<?xml version="1.0" encoding="UTF-8"?>
<essay xml:lang="en" xmlns="http://docbook.org/ns/docbook" xmlns:xlink="http://www.w3.org/1999/xlink" xmlns:rdf="http://www.w3.org/1999/02/22-rdf-syntax-ns#" xmlns:dc="http://purl.org/dc/elements/1.1/" xmlns:dcterms="http://purl.org/dc/terms/" xmlns:gal="http://norman.walsh.name/rdf/gallery#">
<info>
    
    
    
    
    
    
<title>Infoset Equality</title><biblioid class="uri">http://norman.walsh.name/2004/05/19/infoset-equal</biblioid>
<volumenum>7</volumenum>
<issuenum>86</issuenum>
<pubdate>2004-05-19T06:55:00-04:00</pubdate>
<date>$Date: 2005-09-11 10:27:02 -0400 (Sun, 11 Sep 2005) $</date>
<author>
      <personname>
<firstname>Norman</firstname>
	<surname>Walsh</surname>
</personname>
    </author>
<copyright>
      <year>2004</year>
      <holder>Norman Walsh</holder>
    </copyright>
<abstract>
<para>From the Technical Plenary, a URI that got lost:
a quick “off-the-cuff” definition for XML chunk equality based on the Infoset.
</para>
</abstract>
<dc:subject rdf:resource="http://norman.walsh.name/knows/taxonomy#XML"/>
</info>

<para xml:id="p1">At the W3C
<link xlink:href="http://www.w3.org/2003/08/allgroupoverview.html">Technical Plenary</link>
in March, 2004, the
<link xlink:href="http://www.w3.org/XML/Core/">XML Core Working Group</link> 
and the
<link xlink:href="http://www.w3.org/2001/tag/">TAG</link> met to discuss the
“<link xlink:href="http://www.w3.org/2001/tag/issues.html?type=1#xmlChunk-44">XML
chunk</link>” issue.</para>

<para xml:id="p2">Part of that discussion was about what it means for two chunks of XML to
be equal. I banged up a quick “off-the-cuff” definition for equality based on
the <link xlink:href="http://www.w3.org/TR/xml-infoset/">Infoset</link>.</para>

<para xml:id="p3">I wanted to make the definition available during the meeting so
I dropped it into my “scratch space” on this site. That URI must have
made it into some record of the meeting because it turns up in my logs
occasionally.

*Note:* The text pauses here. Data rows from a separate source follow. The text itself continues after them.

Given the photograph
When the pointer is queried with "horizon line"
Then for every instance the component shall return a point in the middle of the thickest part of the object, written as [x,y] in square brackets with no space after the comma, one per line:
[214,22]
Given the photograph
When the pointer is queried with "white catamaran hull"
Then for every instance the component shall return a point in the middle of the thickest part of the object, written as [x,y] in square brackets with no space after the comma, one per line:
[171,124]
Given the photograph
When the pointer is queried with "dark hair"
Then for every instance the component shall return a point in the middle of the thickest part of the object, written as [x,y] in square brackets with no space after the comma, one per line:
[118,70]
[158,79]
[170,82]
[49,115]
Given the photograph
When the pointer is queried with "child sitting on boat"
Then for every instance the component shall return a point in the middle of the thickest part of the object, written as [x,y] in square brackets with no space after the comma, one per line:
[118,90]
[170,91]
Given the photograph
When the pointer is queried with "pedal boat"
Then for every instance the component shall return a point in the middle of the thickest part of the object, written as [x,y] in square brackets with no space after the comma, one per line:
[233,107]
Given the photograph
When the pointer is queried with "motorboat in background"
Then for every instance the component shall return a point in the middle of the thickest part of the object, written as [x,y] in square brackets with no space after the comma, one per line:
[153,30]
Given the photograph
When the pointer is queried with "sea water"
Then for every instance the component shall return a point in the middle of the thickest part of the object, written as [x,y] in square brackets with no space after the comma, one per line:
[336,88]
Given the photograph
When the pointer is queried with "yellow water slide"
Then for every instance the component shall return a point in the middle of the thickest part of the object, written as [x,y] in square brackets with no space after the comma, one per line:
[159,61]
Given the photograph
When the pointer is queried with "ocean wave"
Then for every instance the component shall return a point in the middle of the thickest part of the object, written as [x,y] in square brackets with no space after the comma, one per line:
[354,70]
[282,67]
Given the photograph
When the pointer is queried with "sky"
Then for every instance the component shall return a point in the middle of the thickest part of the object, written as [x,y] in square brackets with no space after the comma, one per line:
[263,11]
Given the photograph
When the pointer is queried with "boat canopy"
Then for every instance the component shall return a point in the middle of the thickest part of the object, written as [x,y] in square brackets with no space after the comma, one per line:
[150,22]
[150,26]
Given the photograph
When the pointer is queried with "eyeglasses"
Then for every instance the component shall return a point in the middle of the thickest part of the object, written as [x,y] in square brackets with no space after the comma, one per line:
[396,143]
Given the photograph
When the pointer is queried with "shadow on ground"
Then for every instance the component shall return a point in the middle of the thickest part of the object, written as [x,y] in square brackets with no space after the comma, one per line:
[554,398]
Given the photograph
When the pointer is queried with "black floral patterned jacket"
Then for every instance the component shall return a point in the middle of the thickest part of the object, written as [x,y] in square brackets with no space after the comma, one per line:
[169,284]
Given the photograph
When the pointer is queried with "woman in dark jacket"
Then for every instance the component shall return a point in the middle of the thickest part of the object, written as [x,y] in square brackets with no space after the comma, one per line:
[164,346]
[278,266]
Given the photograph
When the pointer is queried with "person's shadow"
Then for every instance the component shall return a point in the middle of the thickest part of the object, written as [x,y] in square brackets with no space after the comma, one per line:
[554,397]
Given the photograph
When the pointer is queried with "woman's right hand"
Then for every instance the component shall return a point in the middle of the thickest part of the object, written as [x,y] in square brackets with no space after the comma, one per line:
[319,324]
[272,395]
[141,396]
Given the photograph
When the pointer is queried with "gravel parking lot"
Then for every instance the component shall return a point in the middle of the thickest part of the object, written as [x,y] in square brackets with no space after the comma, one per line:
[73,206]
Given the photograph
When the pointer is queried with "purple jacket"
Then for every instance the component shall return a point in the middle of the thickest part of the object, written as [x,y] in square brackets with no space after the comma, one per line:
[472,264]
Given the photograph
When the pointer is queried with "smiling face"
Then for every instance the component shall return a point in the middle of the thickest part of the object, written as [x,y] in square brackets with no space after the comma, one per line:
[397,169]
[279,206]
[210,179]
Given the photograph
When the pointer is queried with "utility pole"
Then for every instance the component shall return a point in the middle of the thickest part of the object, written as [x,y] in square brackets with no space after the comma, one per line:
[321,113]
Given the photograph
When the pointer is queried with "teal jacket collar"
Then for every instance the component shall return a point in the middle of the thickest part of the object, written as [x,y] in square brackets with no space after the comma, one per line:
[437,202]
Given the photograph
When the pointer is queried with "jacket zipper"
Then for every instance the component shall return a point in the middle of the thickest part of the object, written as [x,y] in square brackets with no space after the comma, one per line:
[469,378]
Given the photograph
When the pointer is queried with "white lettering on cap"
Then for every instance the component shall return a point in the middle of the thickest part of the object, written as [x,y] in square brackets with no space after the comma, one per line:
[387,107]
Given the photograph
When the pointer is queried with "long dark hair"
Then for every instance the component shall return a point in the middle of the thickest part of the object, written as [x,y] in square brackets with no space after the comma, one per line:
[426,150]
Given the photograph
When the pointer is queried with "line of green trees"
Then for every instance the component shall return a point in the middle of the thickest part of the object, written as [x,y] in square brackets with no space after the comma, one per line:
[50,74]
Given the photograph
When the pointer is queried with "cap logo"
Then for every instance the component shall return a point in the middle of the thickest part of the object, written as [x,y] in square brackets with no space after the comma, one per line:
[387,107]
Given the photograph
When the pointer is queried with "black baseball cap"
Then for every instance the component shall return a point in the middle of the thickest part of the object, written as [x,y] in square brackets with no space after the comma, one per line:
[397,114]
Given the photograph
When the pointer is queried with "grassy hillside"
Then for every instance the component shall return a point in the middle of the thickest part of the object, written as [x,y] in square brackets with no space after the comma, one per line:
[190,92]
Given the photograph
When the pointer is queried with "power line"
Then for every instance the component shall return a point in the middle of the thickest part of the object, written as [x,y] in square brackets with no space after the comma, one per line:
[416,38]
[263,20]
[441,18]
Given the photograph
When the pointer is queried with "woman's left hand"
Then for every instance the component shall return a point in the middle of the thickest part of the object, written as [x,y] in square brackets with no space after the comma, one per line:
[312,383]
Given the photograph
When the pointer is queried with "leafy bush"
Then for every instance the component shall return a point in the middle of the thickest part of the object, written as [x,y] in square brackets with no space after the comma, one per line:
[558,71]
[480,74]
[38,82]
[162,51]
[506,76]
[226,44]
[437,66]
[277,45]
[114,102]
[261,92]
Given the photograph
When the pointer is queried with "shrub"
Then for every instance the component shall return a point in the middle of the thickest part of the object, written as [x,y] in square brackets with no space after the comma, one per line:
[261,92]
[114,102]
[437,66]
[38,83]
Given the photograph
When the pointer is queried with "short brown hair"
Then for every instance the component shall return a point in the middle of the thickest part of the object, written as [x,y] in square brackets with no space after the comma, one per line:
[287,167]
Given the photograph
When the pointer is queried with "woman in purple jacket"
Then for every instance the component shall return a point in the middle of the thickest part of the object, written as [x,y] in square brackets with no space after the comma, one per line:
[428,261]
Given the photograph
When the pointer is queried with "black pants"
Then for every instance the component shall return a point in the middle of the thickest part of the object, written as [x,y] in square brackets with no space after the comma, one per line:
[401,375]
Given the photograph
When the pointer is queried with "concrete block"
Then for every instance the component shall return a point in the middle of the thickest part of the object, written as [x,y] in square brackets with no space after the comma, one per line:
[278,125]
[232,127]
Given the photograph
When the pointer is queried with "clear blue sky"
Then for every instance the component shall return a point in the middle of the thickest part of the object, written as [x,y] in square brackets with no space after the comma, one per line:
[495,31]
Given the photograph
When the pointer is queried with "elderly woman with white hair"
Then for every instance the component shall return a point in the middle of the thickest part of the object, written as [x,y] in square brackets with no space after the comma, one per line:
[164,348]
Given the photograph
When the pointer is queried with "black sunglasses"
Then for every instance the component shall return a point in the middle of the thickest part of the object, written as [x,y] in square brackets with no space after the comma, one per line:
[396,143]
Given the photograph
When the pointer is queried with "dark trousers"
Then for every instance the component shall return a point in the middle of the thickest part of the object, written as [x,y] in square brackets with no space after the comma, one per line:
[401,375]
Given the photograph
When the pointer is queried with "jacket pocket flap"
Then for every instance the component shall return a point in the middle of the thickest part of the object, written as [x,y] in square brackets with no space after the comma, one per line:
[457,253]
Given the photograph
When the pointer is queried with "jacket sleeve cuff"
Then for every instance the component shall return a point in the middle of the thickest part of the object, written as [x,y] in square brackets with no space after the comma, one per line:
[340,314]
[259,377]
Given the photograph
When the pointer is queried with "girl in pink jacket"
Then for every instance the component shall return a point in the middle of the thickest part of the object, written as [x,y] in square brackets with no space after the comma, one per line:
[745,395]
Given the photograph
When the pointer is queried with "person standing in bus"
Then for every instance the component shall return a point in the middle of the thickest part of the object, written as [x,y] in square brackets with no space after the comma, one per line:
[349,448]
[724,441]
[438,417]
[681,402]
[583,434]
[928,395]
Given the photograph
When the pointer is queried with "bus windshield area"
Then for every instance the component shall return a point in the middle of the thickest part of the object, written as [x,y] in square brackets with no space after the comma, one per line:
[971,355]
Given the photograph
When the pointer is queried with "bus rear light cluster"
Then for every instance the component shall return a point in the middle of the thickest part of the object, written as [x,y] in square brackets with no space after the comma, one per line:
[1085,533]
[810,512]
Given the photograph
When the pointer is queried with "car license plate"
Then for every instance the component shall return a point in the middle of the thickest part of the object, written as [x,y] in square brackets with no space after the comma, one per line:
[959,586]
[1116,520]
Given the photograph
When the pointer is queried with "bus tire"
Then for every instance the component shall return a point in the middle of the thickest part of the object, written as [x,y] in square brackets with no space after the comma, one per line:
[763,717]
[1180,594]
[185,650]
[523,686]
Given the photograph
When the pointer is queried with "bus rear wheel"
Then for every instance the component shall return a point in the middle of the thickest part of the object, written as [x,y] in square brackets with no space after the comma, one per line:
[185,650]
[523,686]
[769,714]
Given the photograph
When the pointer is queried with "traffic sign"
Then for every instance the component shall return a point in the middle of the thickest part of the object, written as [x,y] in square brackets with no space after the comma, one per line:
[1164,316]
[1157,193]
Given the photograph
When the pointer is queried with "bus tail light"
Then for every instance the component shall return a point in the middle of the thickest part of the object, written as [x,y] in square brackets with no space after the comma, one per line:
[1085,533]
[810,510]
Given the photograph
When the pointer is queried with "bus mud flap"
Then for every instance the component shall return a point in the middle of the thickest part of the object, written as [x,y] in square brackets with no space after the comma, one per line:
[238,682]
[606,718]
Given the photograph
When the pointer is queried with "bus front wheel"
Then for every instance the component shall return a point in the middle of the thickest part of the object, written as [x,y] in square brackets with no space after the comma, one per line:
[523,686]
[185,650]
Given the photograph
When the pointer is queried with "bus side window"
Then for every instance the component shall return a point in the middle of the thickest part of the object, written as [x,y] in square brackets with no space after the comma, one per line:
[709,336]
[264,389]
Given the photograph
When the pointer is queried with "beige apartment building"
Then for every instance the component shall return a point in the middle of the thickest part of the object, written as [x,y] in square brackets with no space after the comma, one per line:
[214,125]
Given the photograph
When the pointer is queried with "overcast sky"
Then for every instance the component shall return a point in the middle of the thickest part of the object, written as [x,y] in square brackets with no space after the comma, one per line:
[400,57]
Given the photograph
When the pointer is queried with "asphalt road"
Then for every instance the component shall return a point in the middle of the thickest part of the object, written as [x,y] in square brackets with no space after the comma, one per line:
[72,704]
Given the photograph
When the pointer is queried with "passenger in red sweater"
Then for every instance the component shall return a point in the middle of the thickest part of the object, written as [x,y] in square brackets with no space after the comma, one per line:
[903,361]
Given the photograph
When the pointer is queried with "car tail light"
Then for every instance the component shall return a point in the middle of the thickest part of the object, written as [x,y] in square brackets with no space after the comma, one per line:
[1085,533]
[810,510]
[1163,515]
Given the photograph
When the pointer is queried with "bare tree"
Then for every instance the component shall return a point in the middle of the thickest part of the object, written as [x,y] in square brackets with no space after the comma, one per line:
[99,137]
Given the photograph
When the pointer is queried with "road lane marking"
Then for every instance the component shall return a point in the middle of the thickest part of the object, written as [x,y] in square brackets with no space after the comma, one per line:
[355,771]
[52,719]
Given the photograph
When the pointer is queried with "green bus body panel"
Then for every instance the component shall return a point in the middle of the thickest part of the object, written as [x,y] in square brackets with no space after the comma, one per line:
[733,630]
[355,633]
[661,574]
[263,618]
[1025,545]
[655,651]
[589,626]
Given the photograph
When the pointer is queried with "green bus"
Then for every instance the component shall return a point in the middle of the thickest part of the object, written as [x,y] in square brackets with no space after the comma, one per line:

In the spirit of keeping URIs persistent, here is the
definition that I proposed:</para>

<programlisting>1. Document Information Items

Two document information items are equal if their [children]
properties are equal, ignoring processing instructions and comments.

2. Element Information Items

Two element information items are equal if the following properties
are equal:

  - [namespace name]
  - [local name]
  - [children]
  - [attributes]

Children are compared in order, attributes without respect to order.

3. Attribute Information Items

Two attribute information items are equal if the following properties
are equal:

  - [namespace name]
  - [local name]
  - [normalized value]

4. Character Information Items

Two character information items are equal if the following properties
are equal:

  - [character code]

5. Unparsed Entity Information Items

Two unparsed entity information items are equal if the following
properties are equal:

  - [name]
  - [system identifer]
  - [notation name]</programlisting>

<para xml:id="p4">It’s not a complete definition (there are a few more information items
that would have to be considered), it was just written as an
attempt to show that <emphasis>a definition</emphasis> based on the
Infoset <emphasis>could</emphasis> be written. If that seems like a self-evident
statement, well, all I can say is that it is sometimes useful at working group
meetings to say explicitly things that are self-evident.</para>

</essay>